Cerró los ojos y respiró profundamente, tratando de tranquilizarse.
Finalmente, la sensación de náusea cedió y al cabo de un momento se sintió mejor. A pesar de las lágrimas, que no dejaban de fluir por sus mejillas, y del dolor en la muñeca, prosiguió acercándose a la mesa, poco a poco.
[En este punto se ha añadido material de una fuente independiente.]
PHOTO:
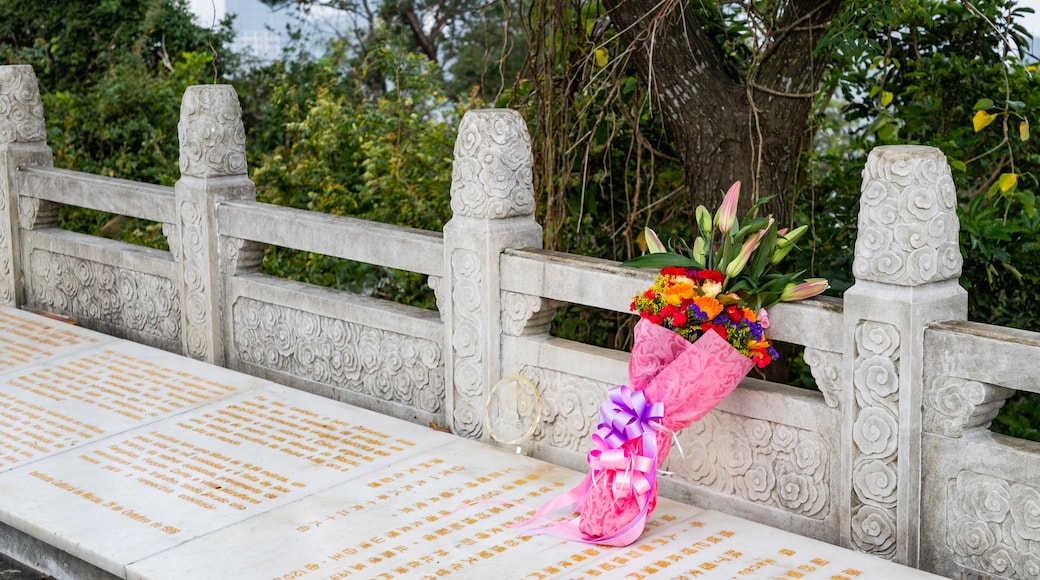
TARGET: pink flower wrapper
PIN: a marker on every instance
(690, 379)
Sintió un golpe en la cabeza, había alcanzado la pata de la mesa. Había llegado por fin hasta ella, pero no parecía capaz de progresar más. Empujó con la cabeza varias veces, hasta que oyó que la botella caía sobre el mantel. Alzó la vista y vio el recipiente, cerca del borde. Luego echó la cabeza hacia atrás y golpeó la pata de la mesa.
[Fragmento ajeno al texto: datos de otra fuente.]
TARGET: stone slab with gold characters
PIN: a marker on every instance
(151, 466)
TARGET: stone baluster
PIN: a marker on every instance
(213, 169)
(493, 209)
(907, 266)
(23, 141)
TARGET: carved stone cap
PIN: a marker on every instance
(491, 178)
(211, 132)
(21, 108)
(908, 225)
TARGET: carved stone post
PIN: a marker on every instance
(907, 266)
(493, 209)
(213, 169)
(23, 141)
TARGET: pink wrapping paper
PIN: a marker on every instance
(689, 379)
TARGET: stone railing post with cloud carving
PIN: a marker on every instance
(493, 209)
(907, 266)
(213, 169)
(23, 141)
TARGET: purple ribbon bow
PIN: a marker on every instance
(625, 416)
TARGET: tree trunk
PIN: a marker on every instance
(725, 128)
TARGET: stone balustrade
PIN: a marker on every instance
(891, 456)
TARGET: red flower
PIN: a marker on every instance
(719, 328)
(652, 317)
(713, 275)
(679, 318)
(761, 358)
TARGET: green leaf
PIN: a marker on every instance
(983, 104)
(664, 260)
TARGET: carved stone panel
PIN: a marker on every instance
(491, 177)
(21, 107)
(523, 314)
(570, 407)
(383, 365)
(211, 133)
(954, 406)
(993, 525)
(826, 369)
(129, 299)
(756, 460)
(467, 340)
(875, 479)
¡Oh, no! Con el golpe, la mesa se había alejado lo bastante como para que no pudiera alcanzarla de nuevo. Volvió a mirar hacia arriba. La botella se había movido, pero no lo bastante para caer al suelo. Carole trató de estirarse un poco más, pero no pudo.
¡Maldita sea! ¡Maldita sea! Miró una vez más la polvorienta botella y por primera vez se dio cuenta de que estaba llena de líquido. Además, algo flotaba en su interior. ¿Qué era?
Volvió a reptar hacia la pared, a menos de un metro de distancia, y concentró sus cansadas pupilas en la botella.
El objeto del interior parecía una bombilla. Pero no una bombilla completa, sino sólo el filamento y la base, metidos en un casquillo. Del casquillo salía un cable y el cable estaba conectado a un objeto situado sobre la mesa. Parecía uno de esos temporizadores que encienden y apagan las luces cuando uno se va de vacaciones, para despistar a los ladrones. Parecía…
¡Una bomba!
Se percató en aquel momento de que un ligero olor a gasolina impregnaba el aire.
«No, no…».
Trató de alejarse de la mesa cuanto pudo. Junto a la pared había un armario, quizás la protegería. Dobló las piernas y al cabo de un instante, las estiró de nuevo, con rabia. Aquel gesto violento le hizo perder el equilibrio. Se percató, con horror, de que de nuevo caería sobre su espalda. «Oh, para, ¡para!…». Quedó erguida por un instante, completamente quieta, tratando de echar el peso hacia delante. Pero al cabo de un segundo, rodó de nuevo sobre su espalda y todo el peso de su cuerpo cayó sobre la muñeca rota. Sintió un dolor inconcebible y, sin poder evitarlo, se desmayó de nuevo.